Although the increased risk of VTE secondary to tamoxifen use8 initially led to the concern for an increased risk of microvascular flap thrombosis in patients taking tamoxifen, these two phenomena are not necessarily identical. As discussed in our article, there are likely several differences in the pathophysiology of clot formation between large lower extremity veins and microvasculature in flap pedicles. Such factors may include the timing of endothelial injury, exposure to systemic factors, stasis of blood and trauma caused by microanastomosis, among others. Additionally, as the authors describe, the etiology of microvascular flap thrombosis is multifactorial, and includes radiation, patient demographics, flap choice and reconstruction timing, among others, which must be considered in conjunction with tamoxifen therapy.

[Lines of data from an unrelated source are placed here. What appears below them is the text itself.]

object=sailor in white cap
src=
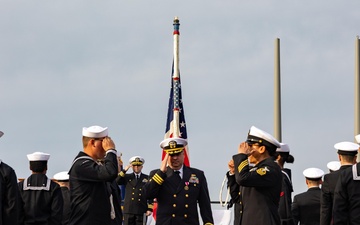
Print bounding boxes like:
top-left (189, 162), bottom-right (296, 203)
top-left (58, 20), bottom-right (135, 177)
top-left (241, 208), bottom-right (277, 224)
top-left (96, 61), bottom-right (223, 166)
top-left (326, 161), bottom-right (341, 173)
top-left (69, 126), bottom-right (120, 225)
top-left (19, 152), bottom-right (63, 224)
top-left (333, 153), bottom-right (360, 225)
top-left (291, 168), bottom-right (324, 224)
top-left (273, 143), bottom-right (294, 224)
top-left (53, 171), bottom-right (71, 224)
top-left (320, 141), bottom-right (359, 224)
top-left (0, 131), bottom-right (21, 224)
top-left (233, 126), bottom-right (282, 225)
top-left (144, 137), bottom-right (214, 225)
top-left (116, 156), bottom-right (153, 225)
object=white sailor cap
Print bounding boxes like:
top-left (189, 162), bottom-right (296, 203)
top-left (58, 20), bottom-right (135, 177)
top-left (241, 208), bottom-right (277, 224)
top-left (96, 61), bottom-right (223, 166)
top-left (53, 171), bottom-right (69, 181)
top-left (355, 134), bottom-right (360, 144)
top-left (246, 126), bottom-right (281, 151)
top-left (303, 168), bottom-right (324, 180)
top-left (82, 126), bottom-right (108, 138)
top-left (276, 143), bottom-right (290, 152)
top-left (326, 161), bottom-right (341, 171)
top-left (27, 152), bottom-right (50, 161)
top-left (129, 156), bottom-right (145, 166)
top-left (334, 141), bottom-right (359, 155)
top-left (160, 138), bottom-right (187, 155)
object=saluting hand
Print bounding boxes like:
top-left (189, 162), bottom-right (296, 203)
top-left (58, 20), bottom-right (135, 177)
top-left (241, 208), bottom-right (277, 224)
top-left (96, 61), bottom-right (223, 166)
top-left (102, 137), bottom-right (115, 152)
top-left (238, 142), bottom-right (252, 155)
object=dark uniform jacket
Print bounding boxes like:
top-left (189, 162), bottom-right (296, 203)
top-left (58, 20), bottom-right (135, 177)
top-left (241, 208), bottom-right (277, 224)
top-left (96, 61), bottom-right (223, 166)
top-left (233, 154), bottom-right (282, 225)
top-left (116, 171), bottom-right (152, 216)
top-left (108, 180), bottom-right (123, 225)
top-left (69, 150), bottom-right (118, 225)
top-left (320, 165), bottom-right (351, 225)
top-left (60, 186), bottom-right (71, 225)
top-left (19, 174), bottom-right (63, 225)
top-left (333, 163), bottom-right (360, 225)
top-left (279, 169), bottom-right (294, 225)
top-left (144, 166), bottom-right (214, 225)
top-left (291, 187), bottom-right (321, 225)
top-left (0, 160), bottom-right (20, 225)
top-left (226, 172), bottom-right (242, 225)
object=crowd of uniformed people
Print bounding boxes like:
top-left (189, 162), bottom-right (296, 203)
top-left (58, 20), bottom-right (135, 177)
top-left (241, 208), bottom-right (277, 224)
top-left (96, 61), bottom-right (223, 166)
top-left (0, 126), bottom-right (360, 225)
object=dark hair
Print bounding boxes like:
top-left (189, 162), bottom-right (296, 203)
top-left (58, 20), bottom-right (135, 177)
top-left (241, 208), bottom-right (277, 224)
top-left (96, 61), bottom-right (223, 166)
top-left (30, 161), bottom-right (47, 173)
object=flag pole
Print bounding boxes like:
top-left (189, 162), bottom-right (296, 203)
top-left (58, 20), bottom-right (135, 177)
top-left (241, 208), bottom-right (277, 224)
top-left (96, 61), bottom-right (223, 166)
top-left (173, 17), bottom-right (180, 137)
top-left (274, 38), bottom-right (281, 142)
top-left (354, 36), bottom-right (360, 162)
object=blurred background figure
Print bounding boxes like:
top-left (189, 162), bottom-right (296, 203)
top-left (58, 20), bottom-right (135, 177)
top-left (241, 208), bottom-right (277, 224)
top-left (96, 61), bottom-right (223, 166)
top-left (116, 156), bottom-right (153, 225)
top-left (19, 152), bottom-right (63, 225)
top-left (274, 143), bottom-right (294, 225)
top-left (291, 168), bottom-right (324, 225)
top-left (326, 161), bottom-right (341, 173)
top-left (320, 141), bottom-right (359, 225)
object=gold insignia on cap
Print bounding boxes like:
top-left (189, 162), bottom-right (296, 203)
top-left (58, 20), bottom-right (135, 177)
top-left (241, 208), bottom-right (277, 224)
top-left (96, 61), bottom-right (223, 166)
top-left (256, 167), bottom-right (269, 176)
top-left (169, 141), bottom-right (177, 148)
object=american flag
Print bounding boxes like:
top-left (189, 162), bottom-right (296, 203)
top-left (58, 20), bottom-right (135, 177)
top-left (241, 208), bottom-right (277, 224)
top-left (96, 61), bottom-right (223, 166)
top-left (161, 63), bottom-right (190, 166)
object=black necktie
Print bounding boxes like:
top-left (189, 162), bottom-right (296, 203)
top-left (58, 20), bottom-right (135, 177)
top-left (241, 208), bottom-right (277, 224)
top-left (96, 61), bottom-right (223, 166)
top-left (174, 170), bottom-right (181, 183)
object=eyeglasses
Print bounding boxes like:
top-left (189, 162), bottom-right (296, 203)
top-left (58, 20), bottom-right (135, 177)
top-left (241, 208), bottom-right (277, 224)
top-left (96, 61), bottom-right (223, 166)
top-left (94, 138), bottom-right (104, 141)
top-left (169, 152), bottom-right (182, 157)
top-left (248, 144), bottom-right (261, 148)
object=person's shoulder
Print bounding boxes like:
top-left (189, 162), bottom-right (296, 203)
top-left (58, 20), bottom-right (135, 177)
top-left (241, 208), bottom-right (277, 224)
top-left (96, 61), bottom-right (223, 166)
top-left (184, 166), bottom-right (204, 174)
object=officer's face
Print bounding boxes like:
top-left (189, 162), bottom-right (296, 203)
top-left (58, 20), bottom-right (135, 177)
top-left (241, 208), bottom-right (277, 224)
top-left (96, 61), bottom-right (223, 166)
top-left (168, 151), bottom-right (185, 170)
top-left (132, 165), bottom-right (143, 173)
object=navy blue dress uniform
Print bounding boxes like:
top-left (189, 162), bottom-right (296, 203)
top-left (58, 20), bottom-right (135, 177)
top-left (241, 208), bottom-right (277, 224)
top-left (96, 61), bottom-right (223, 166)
top-left (0, 160), bottom-right (20, 225)
top-left (116, 156), bottom-right (153, 225)
top-left (320, 142), bottom-right (359, 225)
top-left (144, 138), bottom-right (214, 225)
top-left (53, 171), bottom-right (71, 225)
top-left (333, 163), bottom-right (360, 225)
top-left (291, 168), bottom-right (324, 225)
top-left (226, 171), bottom-right (242, 225)
top-left (0, 131), bottom-right (20, 225)
top-left (69, 126), bottom-right (118, 225)
top-left (233, 126), bottom-right (282, 225)
top-left (18, 152), bottom-right (63, 225)
top-left (276, 143), bottom-right (294, 225)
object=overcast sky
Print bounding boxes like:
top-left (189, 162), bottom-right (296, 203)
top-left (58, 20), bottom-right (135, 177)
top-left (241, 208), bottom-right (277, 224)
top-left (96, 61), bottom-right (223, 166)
top-left (0, 0), bottom-right (360, 204)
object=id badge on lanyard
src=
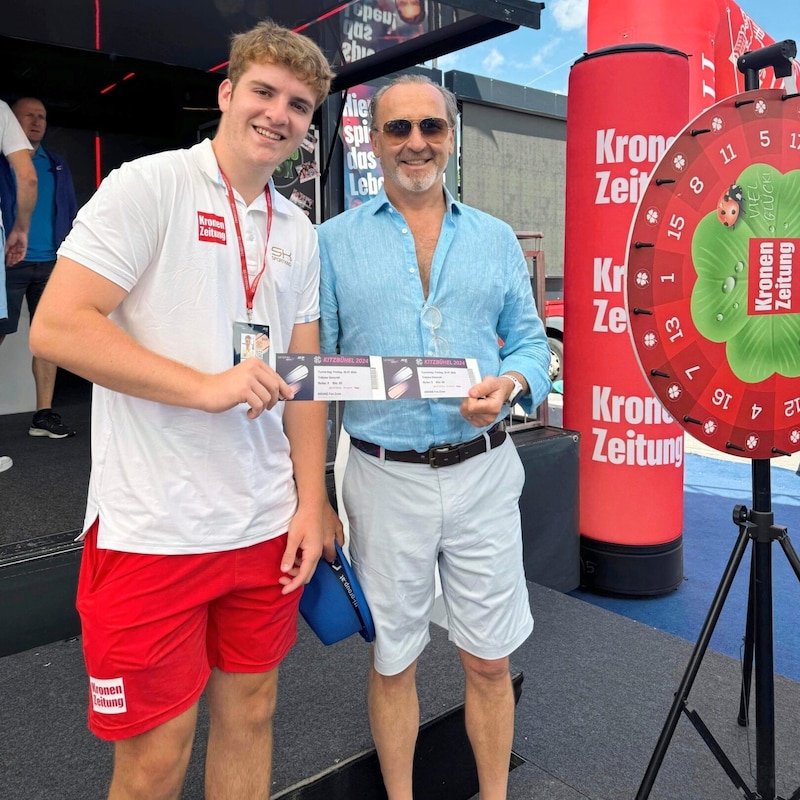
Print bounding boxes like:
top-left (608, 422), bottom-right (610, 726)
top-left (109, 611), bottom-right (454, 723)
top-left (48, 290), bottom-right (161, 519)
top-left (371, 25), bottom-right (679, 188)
top-left (220, 170), bottom-right (272, 366)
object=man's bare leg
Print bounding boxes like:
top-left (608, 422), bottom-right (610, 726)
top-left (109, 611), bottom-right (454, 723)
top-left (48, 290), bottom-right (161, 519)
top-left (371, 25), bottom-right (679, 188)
top-left (368, 661), bottom-right (419, 800)
top-left (206, 668), bottom-right (278, 800)
top-left (108, 703), bottom-right (197, 800)
top-left (458, 650), bottom-right (514, 800)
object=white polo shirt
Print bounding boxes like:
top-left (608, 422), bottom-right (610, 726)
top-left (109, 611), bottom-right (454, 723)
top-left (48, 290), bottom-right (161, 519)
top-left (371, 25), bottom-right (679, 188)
top-left (59, 141), bottom-right (319, 554)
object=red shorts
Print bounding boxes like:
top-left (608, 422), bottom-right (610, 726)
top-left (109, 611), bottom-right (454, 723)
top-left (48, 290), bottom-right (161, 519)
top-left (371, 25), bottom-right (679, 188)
top-left (77, 521), bottom-right (302, 741)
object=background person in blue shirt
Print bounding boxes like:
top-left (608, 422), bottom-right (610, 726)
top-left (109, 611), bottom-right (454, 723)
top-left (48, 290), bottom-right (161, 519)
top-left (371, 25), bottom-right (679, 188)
top-left (0, 97), bottom-right (78, 439)
top-left (319, 76), bottom-right (550, 800)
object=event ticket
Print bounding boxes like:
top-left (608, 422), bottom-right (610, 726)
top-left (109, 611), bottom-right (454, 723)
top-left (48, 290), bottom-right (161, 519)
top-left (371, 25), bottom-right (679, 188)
top-left (276, 353), bottom-right (481, 400)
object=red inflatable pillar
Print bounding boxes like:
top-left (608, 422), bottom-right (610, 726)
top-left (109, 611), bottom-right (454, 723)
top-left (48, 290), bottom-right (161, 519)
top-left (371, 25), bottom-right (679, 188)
top-left (587, 0), bottom-right (720, 118)
top-left (564, 44), bottom-right (689, 595)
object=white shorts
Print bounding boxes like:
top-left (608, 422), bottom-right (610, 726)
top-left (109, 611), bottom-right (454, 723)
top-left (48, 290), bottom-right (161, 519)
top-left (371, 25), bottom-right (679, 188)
top-left (343, 437), bottom-right (533, 675)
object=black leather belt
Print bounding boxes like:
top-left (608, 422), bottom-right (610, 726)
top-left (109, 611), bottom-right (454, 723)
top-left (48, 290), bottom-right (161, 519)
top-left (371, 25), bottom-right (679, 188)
top-left (350, 422), bottom-right (506, 469)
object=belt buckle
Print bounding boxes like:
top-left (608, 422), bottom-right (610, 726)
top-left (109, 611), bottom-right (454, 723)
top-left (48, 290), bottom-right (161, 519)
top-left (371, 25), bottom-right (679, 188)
top-left (428, 444), bottom-right (461, 469)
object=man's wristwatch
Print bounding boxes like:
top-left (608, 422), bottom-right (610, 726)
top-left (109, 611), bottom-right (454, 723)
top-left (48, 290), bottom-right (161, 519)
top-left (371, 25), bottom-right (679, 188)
top-left (500, 374), bottom-right (525, 406)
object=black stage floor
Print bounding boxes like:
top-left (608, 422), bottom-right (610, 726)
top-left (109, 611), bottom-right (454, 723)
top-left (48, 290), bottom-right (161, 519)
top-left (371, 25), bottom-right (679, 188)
top-left (0, 583), bottom-right (800, 800)
top-left (0, 370), bottom-right (91, 556)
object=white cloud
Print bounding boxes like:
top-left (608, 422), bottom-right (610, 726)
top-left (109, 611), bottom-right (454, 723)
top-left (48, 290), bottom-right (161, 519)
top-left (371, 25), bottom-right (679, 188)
top-left (434, 50), bottom-right (462, 72)
top-left (481, 47), bottom-right (506, 75)
top-left (551, 0), bottom-right (589, 31)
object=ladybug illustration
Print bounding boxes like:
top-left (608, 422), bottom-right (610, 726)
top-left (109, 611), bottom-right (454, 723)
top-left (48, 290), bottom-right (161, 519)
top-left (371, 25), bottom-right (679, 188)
top-left (717, 183), bottom-right (744, 228)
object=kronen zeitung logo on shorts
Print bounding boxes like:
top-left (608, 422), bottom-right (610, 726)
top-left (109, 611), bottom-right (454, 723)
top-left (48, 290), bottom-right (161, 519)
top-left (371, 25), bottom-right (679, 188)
top-left (89, 677), bottom-right (128, 714)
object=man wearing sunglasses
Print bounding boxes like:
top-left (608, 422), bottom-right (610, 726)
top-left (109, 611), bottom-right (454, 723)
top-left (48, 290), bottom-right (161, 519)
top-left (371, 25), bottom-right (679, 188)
top-left (319, 76), bottom-right (550, 800)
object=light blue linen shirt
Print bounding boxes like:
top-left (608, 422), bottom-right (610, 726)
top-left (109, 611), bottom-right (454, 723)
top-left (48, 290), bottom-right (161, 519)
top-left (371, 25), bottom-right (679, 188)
top-left (318, 184), bottom-right (551, 452)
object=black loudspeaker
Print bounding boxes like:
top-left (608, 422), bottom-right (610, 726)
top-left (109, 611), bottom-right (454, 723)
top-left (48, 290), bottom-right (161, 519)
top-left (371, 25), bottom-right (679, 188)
top-left (511, 427), bottom-right (580, 592)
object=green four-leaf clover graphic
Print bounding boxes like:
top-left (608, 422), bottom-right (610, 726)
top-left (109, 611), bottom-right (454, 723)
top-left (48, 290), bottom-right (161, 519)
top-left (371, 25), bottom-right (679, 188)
top-left (691, 164), bottom-right (800, 383)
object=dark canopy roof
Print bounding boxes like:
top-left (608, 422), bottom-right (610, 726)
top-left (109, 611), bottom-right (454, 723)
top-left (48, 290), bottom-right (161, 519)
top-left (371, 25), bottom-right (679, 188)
top-left (0, 0), bottom-right (544, 138)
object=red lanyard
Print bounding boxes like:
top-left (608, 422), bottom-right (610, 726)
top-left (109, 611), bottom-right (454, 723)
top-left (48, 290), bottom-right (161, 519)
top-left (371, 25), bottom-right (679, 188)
top-left (219, 170), bottom-right (272, 322)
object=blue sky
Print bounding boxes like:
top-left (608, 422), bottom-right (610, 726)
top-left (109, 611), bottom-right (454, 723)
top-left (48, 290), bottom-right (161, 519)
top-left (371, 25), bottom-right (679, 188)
top-left (436, 0), bottom-right (800, 94)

We agree that the Caprini RAM is an important tool in assessing the risk of VTE and should be used appropriately. Similarly, we do not dispute the well-documented evidence of the increased risk of VTE in patients taking tamoxifen. However, we believe that this risk may not imply the need to hold tamoxifen before microvascular procedures, given the current evidence, and hope that continued research in this area will better define the role of tamoxifen, if any, in influencing the outcomes of microvascular breast reconstruction.